Aus unserer Sicht hat das Develop-and-Hold-Konzept einen Vorteil gegenüber traditionellen Bauträgern und auch neuen Trader-Developern: Es legt sowohl bei kommunalen Gesellschaften als auch bei Genossenschaften oder institutionell-privaten Investoren langfristigere Investitions- und Risikostrukturen zugrunde.

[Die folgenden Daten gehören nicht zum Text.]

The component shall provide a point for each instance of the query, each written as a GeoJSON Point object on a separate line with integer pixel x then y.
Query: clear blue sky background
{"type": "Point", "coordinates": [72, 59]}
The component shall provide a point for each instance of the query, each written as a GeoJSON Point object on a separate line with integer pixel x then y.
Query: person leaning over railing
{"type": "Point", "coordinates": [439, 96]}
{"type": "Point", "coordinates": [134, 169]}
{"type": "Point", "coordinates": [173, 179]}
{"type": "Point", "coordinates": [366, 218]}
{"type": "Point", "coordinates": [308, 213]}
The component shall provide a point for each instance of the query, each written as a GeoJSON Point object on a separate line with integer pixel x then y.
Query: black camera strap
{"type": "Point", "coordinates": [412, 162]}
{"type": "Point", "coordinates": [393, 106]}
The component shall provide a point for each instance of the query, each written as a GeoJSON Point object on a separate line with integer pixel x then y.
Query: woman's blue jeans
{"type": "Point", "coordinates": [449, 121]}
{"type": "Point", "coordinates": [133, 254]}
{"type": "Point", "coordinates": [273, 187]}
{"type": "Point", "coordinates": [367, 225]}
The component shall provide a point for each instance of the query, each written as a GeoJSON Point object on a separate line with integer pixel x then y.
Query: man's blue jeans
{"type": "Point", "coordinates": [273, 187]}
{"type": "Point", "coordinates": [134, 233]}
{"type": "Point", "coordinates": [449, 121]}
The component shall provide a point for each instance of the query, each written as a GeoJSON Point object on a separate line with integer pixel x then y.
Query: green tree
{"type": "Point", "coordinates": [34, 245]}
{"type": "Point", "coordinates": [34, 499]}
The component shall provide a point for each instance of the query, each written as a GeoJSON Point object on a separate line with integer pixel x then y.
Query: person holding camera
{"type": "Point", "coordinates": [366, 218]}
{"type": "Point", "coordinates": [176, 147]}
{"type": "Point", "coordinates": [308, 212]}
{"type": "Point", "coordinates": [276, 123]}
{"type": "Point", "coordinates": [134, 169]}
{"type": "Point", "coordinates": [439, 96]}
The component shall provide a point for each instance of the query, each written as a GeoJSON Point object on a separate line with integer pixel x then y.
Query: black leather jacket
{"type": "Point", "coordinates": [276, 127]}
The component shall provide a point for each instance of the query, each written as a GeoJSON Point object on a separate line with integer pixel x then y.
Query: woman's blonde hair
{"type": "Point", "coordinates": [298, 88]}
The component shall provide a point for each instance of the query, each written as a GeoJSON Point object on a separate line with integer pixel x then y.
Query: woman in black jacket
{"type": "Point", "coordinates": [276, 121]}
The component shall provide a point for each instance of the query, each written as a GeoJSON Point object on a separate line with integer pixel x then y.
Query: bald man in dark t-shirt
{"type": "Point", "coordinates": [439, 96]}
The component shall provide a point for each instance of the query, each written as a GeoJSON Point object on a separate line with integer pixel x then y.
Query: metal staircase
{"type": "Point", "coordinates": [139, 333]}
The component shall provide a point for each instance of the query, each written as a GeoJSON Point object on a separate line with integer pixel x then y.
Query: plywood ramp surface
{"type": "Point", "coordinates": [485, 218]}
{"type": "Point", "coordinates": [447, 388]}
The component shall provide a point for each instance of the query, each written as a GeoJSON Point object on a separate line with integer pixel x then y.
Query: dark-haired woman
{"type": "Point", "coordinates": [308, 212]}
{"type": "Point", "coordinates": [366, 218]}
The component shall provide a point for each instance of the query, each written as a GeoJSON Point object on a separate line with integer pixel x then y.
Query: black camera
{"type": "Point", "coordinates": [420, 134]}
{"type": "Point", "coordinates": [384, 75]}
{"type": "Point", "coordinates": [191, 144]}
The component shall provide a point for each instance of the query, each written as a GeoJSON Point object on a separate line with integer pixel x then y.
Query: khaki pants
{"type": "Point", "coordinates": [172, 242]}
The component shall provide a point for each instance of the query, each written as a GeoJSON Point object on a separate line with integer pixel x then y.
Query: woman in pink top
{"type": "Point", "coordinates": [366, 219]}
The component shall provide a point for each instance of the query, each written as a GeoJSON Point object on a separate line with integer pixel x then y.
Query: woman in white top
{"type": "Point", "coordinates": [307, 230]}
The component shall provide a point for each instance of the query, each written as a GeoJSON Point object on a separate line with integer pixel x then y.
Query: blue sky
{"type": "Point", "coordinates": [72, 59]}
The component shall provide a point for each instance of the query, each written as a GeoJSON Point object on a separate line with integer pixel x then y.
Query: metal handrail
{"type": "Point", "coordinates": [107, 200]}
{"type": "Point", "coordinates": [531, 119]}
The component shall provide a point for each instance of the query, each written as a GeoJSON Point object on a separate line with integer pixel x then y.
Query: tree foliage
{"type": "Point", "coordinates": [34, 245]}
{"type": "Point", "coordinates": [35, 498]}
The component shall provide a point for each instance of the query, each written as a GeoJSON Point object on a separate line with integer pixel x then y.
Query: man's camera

Was die öffentlichen Akteure anbelangt, ist davon auszugehen, dass ihr Engagement weitgehend stagnieren dürfte – allein schon deshalb, weil sich ihre übliche Vorgehensweise bei der Projektentwicklung als lähmend erweist. Man denke nur an die umständlichen Ausschreibungsverfahren, an denen so manches Bauunternehmen nicht mehr teilnimmt und stattdessen die große Nachfrage nach Baukapazitäten aus dem freien Markt für zügige, flexible und preislich attraktive Aufträge nutzt. Das Develop-and-Hold-Volumen wird daher in den kommenden fünf Jahren (Planung und Bau) nach unseren Schätzungen auf ein Niveau von rund 40 Mrd. Euro anwachsen und den Marktanteil zulasten von Trader-Developern vergrößern.

---
*) Lahcen Knapp ist CEO der Empira AG.